4. Interaction Design
Interaction Design is the things that “happen” once the interface is manipulated. If interfaces are static potentials for movement, interaction is the kinetic force of the movement dynamics. What happens when you click a button? What happens when you initiate an action? This is where the interaction takes place between the interface itself, and also with the user controlling it. An interface presents options, and the interaction is the result that is the carrying out of the desired action.
That was a pretty pedantic explanation. Let me try again. An interface button might be sitting on a website. When you click that button, a modal window pops up and allows you to enter information. The window pops up by fading the background to a transparent black, and sliding the new modal window up from the bottom of the screen. That would be the interaction. Now that the window has appeared, it is itself a new presentation of UI elements. So an interface is used, which brings about an interaction, and then a new interface is presented. How that “movement” (whether things actually move or not) takes place is the Interaction Design. It is the answer to the question of “what actions take place when the interface is manipulated.”
5. Visual Design
Visual Design is what the eye sees. So far, the first four things don’t necessarily contain any style or aesthetic. They might be laid out in a logical sense, a “wireframe” or site map, or low-fidelity mockup, but they aren’t “alive” with visual interest and nuance. Visual Design is essential, and the designer must have a supreme grasp of what creates an emotional response based on what the user actually sees.

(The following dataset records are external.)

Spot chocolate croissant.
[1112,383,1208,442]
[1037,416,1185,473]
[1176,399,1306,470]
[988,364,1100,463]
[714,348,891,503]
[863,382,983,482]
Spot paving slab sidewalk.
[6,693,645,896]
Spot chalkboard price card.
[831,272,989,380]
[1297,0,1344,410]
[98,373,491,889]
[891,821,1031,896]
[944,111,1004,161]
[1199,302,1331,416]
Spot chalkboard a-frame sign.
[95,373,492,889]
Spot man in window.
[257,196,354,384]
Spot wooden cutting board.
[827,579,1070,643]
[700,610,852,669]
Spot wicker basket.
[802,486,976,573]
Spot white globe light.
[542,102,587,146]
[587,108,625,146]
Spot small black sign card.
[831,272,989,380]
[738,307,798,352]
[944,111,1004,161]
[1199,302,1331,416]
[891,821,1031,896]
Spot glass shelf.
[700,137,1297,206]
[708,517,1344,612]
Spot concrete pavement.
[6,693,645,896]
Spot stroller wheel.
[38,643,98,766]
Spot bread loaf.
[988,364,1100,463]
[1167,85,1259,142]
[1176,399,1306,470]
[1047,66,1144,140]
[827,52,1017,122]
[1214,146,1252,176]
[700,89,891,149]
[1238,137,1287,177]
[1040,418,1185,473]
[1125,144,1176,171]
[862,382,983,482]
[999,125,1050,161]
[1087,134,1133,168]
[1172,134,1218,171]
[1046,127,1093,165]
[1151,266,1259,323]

The adage goes “don’t judge a book by its cover.” I disagree. You should absolutely judge a book by it’s cover because the cover designer, the visual artist, should have made that cover appealing, descriptive, and representative of the contents inside. The judgement you make on the visual aspects of the cover should be an accurate, but not precise, view into what is in store when you actually consume the content.
Granted – most book covers are terrible, so you really can’t judge a book by its cover. But when the cover and the content match, well, look at the Paul Rand quote at the top of my site. Genius happens with form and content fuse. And to do that, you need a sharp visual designer.
Development is the piece that doesn’t really fit in UX design – they cooperate with eachother. All the UX, IxD, UI, IA and Visuals combined don’t actually create a working product. In fact, you can do all those things and have a hi-fidelity, fully realized mockup that doesn’t actually do anything. Like a concept car, it’s all clay beneath the paint and polish. Your programming, software, backend, whatever all has to work right. Even Interaction and Interface design doesn’t necessarily “work” without the functionality programmed behind it. Both the UX and the Development are load-bearing parts of the same structure. They are two heads of the hydra, along with business goals and logic.
7. Business, Stakeholders, Purpose
This is the “why are we doing this” answer. UX and development don’t exist in a vacuum, they have to be given a goal to work towards, which typically comes from the stakeholders or business owners (owners in a accountability sense, not a financial sense). This isn’t really a post about business, but I am going to assume that most people know what this means.
So there we have it. That’s how I see things. In the end, it’s all a Rube Goldberg machine or Mechanical Turk. A system of interconnected, but autonomous systems that combine to create something that is more than the sum of its parts.
I never thought I’d actually use the phrase “more than the sum of its parts” and actually have it apply to what I was saying.